Please, help me as I am missing the required optimisation strategy to be used. 
High Regards,
Shamik Banerjee
 A: (Not a complete solution)
Showing that we need at least 5 question in each topic.
Let there be $Q$ questions in each topic.
Set up the standard incidence matrix of 160 rows as students and $9Q$ columns as questions.
Each row has 9 1's in it, for a total of $160 \times 9 =1440$ 1's.
Let $c_i$ be the number of 1's in each column. We have $ \sum c_i = 1440.$
We bound the number of column pairs of 1's:
Every 2 rows share at most 2 column pairs, so there are $\leq 2\times{160 \choose 2} = 25440 $ column pairs.
The number of columns pairs is $ \sum { c_i \choose 2 } \geq 9Q \times {\frac{1440}{9Q} \choose 2 }  $.
Solving $25440 \geq 9Q \times {\frac{1440}{9Q} \choose 2 } $ gives us $ Q \geq \frac{480}{109}$ so $ Q \geq 5$.

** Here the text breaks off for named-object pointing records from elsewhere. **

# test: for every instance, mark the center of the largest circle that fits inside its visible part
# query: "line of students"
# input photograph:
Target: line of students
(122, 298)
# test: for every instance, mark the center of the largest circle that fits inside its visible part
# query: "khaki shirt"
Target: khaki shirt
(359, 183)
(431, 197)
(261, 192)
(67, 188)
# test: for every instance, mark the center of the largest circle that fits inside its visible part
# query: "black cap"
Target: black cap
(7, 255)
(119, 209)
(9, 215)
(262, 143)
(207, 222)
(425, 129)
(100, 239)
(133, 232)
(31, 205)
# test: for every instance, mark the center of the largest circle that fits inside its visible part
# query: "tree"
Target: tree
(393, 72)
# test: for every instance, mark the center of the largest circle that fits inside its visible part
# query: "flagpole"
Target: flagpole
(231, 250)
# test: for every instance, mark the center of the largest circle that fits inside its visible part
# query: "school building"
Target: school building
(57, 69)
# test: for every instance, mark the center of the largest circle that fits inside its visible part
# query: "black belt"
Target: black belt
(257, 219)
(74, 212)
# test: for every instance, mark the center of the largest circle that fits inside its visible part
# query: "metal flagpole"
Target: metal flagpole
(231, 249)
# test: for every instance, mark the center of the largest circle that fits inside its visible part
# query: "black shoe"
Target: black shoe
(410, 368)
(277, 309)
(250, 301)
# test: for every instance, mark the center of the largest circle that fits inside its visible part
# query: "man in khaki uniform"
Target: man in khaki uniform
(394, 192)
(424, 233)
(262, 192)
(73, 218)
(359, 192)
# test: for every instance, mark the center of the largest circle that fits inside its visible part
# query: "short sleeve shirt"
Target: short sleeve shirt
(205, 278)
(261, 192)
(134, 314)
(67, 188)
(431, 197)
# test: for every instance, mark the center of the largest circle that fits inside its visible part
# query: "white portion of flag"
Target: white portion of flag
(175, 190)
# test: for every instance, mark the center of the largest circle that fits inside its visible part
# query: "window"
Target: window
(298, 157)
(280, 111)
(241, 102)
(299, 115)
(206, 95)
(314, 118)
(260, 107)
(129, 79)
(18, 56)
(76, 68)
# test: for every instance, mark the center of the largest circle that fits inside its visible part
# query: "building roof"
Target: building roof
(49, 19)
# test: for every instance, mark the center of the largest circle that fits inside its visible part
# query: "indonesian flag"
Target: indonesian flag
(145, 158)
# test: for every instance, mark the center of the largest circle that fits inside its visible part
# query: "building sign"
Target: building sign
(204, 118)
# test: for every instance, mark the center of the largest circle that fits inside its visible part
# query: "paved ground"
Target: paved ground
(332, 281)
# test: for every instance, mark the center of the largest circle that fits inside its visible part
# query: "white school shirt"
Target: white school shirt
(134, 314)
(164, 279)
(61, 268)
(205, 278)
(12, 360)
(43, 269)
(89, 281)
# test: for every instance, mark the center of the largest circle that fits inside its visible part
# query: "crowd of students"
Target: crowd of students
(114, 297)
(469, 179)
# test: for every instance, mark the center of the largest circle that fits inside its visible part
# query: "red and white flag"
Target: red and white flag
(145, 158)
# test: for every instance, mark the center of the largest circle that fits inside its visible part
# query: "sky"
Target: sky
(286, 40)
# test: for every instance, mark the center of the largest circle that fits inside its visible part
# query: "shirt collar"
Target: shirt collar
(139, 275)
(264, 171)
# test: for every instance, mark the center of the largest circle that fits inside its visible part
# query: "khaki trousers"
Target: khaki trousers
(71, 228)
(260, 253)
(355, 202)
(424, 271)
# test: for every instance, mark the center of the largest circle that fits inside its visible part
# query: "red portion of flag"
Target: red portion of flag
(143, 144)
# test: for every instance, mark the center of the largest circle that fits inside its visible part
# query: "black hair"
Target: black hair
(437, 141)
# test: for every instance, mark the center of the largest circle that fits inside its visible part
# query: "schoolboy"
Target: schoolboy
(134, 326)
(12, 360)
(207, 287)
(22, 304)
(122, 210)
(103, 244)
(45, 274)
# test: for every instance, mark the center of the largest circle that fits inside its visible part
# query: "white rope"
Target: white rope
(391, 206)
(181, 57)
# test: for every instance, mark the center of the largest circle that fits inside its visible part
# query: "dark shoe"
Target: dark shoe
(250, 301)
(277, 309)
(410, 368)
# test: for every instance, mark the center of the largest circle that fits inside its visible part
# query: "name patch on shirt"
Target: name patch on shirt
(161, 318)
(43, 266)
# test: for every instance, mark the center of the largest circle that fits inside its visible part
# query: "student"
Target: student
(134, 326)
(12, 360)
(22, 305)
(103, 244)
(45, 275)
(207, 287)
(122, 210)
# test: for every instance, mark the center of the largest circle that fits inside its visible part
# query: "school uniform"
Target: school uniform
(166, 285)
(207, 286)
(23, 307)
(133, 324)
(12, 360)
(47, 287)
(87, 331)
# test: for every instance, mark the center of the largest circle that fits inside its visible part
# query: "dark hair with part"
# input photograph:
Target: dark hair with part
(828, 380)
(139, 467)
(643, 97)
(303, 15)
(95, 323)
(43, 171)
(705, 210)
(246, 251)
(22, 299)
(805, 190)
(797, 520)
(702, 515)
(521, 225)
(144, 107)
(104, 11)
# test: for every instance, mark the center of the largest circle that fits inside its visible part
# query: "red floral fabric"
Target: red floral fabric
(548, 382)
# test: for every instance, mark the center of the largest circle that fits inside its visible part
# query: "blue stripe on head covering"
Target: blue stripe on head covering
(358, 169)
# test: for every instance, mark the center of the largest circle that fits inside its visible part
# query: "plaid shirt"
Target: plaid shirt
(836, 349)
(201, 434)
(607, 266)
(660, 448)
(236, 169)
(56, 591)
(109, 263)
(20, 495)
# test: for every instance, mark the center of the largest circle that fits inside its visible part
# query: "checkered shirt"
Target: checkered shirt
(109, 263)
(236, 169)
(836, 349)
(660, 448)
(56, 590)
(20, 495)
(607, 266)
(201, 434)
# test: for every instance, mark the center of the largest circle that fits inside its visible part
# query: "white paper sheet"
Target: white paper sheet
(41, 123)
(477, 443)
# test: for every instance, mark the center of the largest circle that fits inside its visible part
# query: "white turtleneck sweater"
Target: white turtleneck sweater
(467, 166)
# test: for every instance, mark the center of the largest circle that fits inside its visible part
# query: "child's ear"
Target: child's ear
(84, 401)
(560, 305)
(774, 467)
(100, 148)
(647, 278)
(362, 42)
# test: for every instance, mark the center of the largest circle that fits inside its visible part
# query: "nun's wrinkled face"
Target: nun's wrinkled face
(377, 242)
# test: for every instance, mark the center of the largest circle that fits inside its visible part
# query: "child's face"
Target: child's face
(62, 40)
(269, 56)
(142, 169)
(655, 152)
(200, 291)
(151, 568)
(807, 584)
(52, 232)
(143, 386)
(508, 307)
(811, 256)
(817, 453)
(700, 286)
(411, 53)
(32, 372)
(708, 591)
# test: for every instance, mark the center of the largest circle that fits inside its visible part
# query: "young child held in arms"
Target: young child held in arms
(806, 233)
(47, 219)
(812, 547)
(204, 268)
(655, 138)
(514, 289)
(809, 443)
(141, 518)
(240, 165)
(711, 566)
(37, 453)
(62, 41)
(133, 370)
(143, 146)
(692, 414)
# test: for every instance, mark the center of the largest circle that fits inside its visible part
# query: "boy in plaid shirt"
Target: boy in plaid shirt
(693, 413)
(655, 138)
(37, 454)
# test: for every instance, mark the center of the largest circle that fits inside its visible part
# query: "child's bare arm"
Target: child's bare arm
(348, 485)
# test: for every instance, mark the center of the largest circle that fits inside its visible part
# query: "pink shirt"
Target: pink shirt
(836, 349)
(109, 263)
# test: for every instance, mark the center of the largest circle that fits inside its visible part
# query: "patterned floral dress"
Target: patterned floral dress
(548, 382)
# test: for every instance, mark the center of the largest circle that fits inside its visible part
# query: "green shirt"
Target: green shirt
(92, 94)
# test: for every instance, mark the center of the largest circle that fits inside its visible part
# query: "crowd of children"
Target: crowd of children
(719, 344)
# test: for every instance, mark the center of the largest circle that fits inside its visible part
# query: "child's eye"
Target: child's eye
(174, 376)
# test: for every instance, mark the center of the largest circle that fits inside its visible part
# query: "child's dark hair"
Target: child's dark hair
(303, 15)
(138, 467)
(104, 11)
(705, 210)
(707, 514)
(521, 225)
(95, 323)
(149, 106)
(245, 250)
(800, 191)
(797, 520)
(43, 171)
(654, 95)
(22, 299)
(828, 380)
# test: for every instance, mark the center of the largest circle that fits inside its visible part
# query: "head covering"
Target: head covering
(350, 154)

Trying to show $Q = 5$ works. 

Showing that $Q = 13$ is more than sufficient. 
Consider the $13^2=169$ pairs of integers $(i, j)$ with $1 \leq i, j \leq 13 $.
Student $S_{(i,j)} $ for topic $T $ will get question $i+tj \pmod{13}$.
Then Student $S_{(i_1, j_1)}$ and $S_{(i_2, j_2)}$ will share a common question if $ i_1 - i_2 = t (j_1 - j_2) \pmod{13}$, which has a unique solution $t$, so they will share at most 1 question in common. 

$Q = 9 $ is sufficient
Claim from Rob Pratt in the comments.